Rushville Republican


June 20, 2013

Ward: We used to help ourselves

RUSHVILLE — Whatever happened to the idea that individuals take responsibility for their actions? When did we become a me me me country, one that seems much more interested in what they can get for nothing rather than doing something for themselves? My generation and those before mine were generations that looked on any type of welfare with skeptical eyes. Of course, in my youth many of the federal programs were not in effect and we had to do for ourselves. Social Security was not in effect when I was born. No Medicare or Medicaid, no prescription help, not much of anything. What we did have, however, was self respect, self reliance and a desire not to have to see about any type of help. Today that seems to be just the opposite; what can I get for nothing?

Had some of the present day programs been available few would have attempted to use them, we had self respect. Non government organizations were the ones that actually brought us through the Depression; at times, the government seemed to be more against recovery than trying to recover. We grew old then as now, but if we were unable to live on our own our family, even extended family, was where we looked. The county had a home for those without any other means of support but it was hard to get into and not the most comfortable thing around. We had local banks, not national banks. Our neighbors and friends were those we worked with at the banks. Not so today; all banks in town, with one possible exception, are now large multi-state banking facilities.

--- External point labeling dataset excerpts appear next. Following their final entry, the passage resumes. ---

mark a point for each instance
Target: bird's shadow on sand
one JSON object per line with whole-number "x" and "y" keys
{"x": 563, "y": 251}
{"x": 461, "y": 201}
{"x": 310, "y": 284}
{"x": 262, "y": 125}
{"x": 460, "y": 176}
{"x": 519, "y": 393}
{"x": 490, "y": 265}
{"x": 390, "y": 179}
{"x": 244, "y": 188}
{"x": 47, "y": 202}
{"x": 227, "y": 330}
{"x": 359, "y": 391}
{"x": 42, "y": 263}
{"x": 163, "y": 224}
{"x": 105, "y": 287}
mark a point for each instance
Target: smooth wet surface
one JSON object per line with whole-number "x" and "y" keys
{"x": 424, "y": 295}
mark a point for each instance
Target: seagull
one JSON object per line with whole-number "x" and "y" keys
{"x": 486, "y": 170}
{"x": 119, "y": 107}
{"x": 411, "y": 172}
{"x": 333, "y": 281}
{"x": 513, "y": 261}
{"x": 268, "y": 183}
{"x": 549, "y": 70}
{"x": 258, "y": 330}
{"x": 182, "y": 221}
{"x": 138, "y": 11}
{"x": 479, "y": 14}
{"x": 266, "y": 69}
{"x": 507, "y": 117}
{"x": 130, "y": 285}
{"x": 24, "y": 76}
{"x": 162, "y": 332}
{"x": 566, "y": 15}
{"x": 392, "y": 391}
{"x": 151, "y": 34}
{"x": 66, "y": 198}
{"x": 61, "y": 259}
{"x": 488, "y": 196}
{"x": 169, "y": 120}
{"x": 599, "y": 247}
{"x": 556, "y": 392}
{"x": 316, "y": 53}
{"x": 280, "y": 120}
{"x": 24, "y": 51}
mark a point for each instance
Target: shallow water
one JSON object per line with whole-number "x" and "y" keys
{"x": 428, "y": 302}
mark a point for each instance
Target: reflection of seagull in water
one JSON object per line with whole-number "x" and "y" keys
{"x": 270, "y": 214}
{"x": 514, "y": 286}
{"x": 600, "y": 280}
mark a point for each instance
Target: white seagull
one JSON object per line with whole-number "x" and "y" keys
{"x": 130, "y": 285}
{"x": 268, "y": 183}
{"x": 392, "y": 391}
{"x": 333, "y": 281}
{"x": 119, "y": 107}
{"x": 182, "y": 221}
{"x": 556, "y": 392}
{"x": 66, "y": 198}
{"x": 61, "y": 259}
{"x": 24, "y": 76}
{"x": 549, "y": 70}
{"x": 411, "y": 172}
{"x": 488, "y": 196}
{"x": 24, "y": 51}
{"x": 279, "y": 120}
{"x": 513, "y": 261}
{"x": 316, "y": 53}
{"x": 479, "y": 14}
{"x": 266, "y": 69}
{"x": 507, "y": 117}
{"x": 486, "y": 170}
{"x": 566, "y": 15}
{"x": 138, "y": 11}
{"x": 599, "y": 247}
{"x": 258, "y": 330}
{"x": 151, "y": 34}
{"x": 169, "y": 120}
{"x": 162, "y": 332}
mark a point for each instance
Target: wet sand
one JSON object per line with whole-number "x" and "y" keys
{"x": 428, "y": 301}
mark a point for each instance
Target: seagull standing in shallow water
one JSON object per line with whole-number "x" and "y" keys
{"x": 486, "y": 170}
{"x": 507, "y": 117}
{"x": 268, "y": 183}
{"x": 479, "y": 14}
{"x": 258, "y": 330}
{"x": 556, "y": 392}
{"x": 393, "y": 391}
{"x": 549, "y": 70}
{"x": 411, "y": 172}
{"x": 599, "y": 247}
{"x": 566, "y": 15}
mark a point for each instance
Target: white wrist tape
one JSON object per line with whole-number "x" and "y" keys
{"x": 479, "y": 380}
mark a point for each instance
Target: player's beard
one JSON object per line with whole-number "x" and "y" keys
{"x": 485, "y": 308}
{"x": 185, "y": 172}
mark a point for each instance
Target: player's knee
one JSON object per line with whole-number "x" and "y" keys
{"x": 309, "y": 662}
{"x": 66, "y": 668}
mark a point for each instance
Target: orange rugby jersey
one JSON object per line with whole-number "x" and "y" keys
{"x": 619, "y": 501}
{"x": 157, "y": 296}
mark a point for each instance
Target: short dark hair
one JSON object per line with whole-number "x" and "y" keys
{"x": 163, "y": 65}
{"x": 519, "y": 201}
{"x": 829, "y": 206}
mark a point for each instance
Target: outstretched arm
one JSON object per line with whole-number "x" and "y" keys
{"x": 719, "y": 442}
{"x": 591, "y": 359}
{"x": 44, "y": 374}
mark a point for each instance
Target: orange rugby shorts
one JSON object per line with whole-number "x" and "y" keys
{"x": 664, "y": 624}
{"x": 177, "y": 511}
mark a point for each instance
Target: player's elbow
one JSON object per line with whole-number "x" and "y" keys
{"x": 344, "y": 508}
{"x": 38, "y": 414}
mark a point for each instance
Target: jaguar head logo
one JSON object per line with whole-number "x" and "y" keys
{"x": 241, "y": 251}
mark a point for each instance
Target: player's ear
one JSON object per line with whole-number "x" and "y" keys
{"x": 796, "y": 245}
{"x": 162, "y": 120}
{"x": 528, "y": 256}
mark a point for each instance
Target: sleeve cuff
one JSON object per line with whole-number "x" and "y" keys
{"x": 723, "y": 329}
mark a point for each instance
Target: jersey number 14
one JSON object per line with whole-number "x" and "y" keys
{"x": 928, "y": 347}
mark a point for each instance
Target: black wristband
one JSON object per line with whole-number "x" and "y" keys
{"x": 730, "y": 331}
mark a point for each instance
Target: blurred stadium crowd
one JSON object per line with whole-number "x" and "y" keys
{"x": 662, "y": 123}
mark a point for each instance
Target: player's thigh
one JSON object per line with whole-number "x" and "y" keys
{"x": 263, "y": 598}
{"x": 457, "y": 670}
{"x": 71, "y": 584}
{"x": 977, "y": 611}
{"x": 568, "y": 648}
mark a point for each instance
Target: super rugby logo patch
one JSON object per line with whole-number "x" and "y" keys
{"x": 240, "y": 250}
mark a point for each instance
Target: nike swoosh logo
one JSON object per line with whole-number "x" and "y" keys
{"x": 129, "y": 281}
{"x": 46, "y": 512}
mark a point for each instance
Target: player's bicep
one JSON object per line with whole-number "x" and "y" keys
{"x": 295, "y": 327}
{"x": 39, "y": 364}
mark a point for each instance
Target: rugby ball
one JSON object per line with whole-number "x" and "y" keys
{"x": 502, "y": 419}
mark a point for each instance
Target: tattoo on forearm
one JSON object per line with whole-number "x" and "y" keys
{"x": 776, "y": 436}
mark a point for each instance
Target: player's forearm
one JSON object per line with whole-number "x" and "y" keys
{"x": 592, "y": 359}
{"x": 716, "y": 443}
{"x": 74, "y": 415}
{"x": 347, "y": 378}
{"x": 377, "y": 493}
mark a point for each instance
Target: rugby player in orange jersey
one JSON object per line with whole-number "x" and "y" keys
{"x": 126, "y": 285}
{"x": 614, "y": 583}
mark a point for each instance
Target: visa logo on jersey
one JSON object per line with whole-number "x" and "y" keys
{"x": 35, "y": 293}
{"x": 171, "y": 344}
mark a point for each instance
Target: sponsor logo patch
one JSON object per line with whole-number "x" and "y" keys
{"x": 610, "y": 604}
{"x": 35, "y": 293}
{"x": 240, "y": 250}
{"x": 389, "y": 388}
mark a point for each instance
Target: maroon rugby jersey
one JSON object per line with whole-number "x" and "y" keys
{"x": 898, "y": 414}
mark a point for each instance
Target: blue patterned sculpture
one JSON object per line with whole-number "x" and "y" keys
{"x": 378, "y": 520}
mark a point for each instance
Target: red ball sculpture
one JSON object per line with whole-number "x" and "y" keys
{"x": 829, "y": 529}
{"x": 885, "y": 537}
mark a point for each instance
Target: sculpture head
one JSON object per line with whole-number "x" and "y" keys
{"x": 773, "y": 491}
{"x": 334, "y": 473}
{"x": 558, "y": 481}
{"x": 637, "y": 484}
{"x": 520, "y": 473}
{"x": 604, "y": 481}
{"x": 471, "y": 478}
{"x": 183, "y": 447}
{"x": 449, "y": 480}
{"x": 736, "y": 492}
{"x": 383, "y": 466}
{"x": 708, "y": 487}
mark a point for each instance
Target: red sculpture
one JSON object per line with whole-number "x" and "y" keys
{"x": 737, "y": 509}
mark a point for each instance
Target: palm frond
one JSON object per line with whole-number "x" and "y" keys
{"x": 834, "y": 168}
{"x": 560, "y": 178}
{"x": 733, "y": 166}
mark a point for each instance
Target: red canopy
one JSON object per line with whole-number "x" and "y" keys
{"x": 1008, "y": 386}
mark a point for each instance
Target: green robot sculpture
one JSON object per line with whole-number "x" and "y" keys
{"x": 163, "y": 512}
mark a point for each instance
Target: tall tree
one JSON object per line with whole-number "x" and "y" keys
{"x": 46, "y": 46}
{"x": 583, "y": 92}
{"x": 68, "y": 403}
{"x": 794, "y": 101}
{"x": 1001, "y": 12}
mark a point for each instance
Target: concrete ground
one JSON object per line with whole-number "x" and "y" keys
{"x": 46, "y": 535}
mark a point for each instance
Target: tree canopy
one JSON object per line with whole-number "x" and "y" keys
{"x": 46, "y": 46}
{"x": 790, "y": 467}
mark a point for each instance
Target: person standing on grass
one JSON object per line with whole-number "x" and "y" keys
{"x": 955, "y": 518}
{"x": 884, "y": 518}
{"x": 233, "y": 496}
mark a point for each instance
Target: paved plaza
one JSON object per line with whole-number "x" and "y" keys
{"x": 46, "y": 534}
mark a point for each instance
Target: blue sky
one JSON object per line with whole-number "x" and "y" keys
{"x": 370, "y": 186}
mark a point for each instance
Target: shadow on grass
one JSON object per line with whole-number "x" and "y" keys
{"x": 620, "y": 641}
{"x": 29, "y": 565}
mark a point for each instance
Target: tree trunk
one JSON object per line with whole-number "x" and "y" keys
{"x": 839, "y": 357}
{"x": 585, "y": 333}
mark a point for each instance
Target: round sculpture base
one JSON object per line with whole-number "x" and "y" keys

Bankers used to know you and what you could or could not do. They had known you since you were born and knew your parents before that. They knew what you needed and without a credit score or any other way to weed out those who may not be able to repay the loan. And about the only things we would borrow for were homes and cars. My family was far from rich, but we managed and did so without any outside help. If Dad lost his job that was indeed his problem: no unemployment or anything else to help him. But what we did have was family, and friends who cared.

Dad was an auto dealer and worked with both banks in town at the time. He was also friendly with all but one of his competitors. In fact, all the dealers in the county had a county-wide social organization they would meet once a month, play poker, drink booze and discuss business. That, my friends, is something I really do miss today. There were businesses in town that knew just what you would want and that is what they carried. You could buy one bolt and one washer and one nut and have two or three different categories of strength to choose from. If your appliance or shoes or anything else wore out you got them fixed, not go out and buy a new one.

Our society today is one of what can I get? Also, I am afraid we have the feeling that you are entitled to all kinds of free services and programs. I agree that some of today’s programs are now a necessity, but not all. The feeling of family is more or less out of style. Now, the children, in some instances, are depending on mom and pop well into their middle age for their sustenance.

Our desire was to do for ourselves what we could. To live within our means has been tossed on the scrap heap of history, unfortunately. Political correctness has replaced our sense of humor and invaded our privacy and lives. Computers have made life much more difficult and I believe tossed many out of jobs. I look around and see so many things that used to be done by people; not now, computers and electronics and robotics have basically done away with the marginal worker in today’s society.

A worker has to be much more educated today than in my day. When my brother got into Indiana University in 1940 we all celebrated because then it was something to be able to physically and financially be able to go to a college. Most all college students went four years and got that degree; there was no idea of dropping out until you actually did graduate. If you had a college degree you were almost certain to have a job after graduation. The degrees given out then were pertaining to reality in life, not the superfluous things one can get a degree in today.

After World War II, the government, rightfully so, decided to see if they could help those returning veterans get a college education, and they did it too. Well into the ‘60s colleges were not big business, they were educational institutions. When you got your degree it was in an area that would be able for you to be able to make a living by having it, not like so many degrees today.

Yes, things have changed, and like my parents I am certain that things are going to heck in a hand basket. But, as with my parent’s generation, I feel in time things will sort themselves out (without governmental help) and we all will indeed see a bright future for our children and grandchildren.